Burris tried to determine where the gas smell was coming from and even called a neighbor.
Burris, who suffered minor injuries, was in a room that was exposed to the destroyed house.
The force of the explosion caved in that side of the house, blew out some windows and even damaged the garage on the opposite side.
“Basically their roof is inside my house,” Williams said. The explosion pretty much destroyed her house too.
Williams said her sister was fine and suffered minor injuries.
The explosion spread debris around the yards of the houses in the immediate area. Broken glass was was everywhere in the street.
Students took snapshots of the rubble with their cellphones while they waited for a school bus.

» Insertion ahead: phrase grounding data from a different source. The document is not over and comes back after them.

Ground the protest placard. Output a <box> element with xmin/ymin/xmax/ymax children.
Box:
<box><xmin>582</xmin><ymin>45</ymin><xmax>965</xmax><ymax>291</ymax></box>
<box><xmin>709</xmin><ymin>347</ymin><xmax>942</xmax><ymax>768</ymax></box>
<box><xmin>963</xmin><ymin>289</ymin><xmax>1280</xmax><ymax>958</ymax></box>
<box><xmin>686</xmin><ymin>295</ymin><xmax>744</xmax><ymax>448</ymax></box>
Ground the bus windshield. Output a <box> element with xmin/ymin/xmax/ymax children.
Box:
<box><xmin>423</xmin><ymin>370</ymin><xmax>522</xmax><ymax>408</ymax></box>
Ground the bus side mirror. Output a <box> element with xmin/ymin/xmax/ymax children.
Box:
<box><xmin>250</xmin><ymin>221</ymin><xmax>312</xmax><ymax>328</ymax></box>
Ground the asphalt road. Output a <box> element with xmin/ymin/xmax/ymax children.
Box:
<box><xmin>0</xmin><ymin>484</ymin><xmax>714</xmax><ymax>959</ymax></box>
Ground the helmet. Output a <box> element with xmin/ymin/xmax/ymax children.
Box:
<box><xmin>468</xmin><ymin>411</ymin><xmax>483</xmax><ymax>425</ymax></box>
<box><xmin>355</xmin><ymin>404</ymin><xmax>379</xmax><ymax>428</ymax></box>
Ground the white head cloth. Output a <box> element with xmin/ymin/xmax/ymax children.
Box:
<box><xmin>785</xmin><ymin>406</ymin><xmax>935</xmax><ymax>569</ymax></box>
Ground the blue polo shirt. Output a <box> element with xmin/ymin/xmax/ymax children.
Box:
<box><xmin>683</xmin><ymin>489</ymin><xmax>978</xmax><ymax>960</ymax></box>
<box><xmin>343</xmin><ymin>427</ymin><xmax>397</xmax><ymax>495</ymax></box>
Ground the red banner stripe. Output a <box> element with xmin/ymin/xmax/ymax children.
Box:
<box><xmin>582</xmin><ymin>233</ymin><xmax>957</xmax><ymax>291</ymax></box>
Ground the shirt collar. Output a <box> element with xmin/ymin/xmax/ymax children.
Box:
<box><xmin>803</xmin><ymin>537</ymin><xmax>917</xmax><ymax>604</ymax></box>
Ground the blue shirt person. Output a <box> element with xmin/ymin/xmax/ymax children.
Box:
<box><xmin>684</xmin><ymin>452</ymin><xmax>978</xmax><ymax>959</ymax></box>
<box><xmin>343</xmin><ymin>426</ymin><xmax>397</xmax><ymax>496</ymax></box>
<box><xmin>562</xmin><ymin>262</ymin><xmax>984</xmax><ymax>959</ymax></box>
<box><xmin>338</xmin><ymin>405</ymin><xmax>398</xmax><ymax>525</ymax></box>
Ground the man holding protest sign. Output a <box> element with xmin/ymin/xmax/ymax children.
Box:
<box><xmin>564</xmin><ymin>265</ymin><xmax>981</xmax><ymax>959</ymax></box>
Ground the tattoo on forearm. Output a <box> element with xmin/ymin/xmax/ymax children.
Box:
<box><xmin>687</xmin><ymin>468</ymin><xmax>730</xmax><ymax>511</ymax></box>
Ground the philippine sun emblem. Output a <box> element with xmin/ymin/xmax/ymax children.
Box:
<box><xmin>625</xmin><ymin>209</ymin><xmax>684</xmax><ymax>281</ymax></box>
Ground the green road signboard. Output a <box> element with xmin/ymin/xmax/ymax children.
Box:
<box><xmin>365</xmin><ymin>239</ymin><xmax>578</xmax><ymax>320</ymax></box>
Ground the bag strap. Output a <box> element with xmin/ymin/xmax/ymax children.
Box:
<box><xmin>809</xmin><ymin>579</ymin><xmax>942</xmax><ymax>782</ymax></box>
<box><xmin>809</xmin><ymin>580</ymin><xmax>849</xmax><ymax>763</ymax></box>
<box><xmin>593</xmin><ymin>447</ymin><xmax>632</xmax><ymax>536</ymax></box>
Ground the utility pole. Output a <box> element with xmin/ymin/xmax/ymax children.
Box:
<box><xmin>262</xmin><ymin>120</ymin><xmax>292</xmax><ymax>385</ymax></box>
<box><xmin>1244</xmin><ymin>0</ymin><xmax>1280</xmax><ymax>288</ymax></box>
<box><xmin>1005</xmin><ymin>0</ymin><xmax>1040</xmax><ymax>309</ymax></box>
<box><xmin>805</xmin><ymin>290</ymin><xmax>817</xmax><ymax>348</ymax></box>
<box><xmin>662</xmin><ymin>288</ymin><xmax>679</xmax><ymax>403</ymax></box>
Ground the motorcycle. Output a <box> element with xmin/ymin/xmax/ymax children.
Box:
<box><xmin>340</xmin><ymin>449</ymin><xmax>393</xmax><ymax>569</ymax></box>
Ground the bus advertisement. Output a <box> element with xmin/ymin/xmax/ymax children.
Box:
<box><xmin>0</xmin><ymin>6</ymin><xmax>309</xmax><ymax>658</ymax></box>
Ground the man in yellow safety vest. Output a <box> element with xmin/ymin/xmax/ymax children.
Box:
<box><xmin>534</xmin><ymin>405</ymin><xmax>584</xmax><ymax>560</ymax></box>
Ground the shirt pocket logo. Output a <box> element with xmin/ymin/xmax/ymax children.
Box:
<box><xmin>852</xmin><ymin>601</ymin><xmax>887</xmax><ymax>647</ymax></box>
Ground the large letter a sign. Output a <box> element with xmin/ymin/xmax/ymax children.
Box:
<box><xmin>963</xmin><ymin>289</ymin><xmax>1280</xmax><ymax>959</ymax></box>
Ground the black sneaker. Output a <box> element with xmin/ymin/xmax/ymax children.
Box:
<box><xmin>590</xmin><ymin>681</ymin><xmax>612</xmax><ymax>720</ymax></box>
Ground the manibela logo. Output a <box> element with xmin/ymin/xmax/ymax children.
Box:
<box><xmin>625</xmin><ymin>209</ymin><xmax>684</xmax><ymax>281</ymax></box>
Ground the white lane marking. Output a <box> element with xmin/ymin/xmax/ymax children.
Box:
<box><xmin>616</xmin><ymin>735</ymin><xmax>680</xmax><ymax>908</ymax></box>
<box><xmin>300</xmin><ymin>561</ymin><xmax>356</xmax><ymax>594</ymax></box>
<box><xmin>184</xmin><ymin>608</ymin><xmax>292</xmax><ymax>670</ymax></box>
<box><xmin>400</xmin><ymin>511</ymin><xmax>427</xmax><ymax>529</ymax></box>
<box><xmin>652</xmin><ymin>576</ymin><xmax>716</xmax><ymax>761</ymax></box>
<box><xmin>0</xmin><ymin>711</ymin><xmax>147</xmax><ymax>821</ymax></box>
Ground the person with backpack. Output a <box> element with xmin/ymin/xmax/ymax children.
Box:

Tevin Ersery, who lives about five doors down from the destroyed house, said he had stepped outside when the house exploded.
“As soon as I stepped into driveway, all you heard was a boom,” Ersery said. “You know it was like in a movie when something shrinks and all of a sudden it gets bigger and then there’s a loud boom.”
Ersery said he checked on family members’ doors who also live in the area to make sure they and others on the block were okay.
Ersery said he had never seen anything like it.
Ersery said he noticed a gas smell at 7 a.m. Wednesday when he had gotten up to go to work.
Idell McGuire, who lives in the neighborhood, told The Star she had called Missouri Gas Energy about noon to report the strong odor of natural gas.
The company sent a person who checked her house and two others, but not the one that blew up, she said.
Fire officials could not confirm Wednesday night whether natural gas caused the explosion.
“The house is pretty much flattened,” Kansas City Fire Chief Paul Berardi said. “It’s just a pile of sticks.”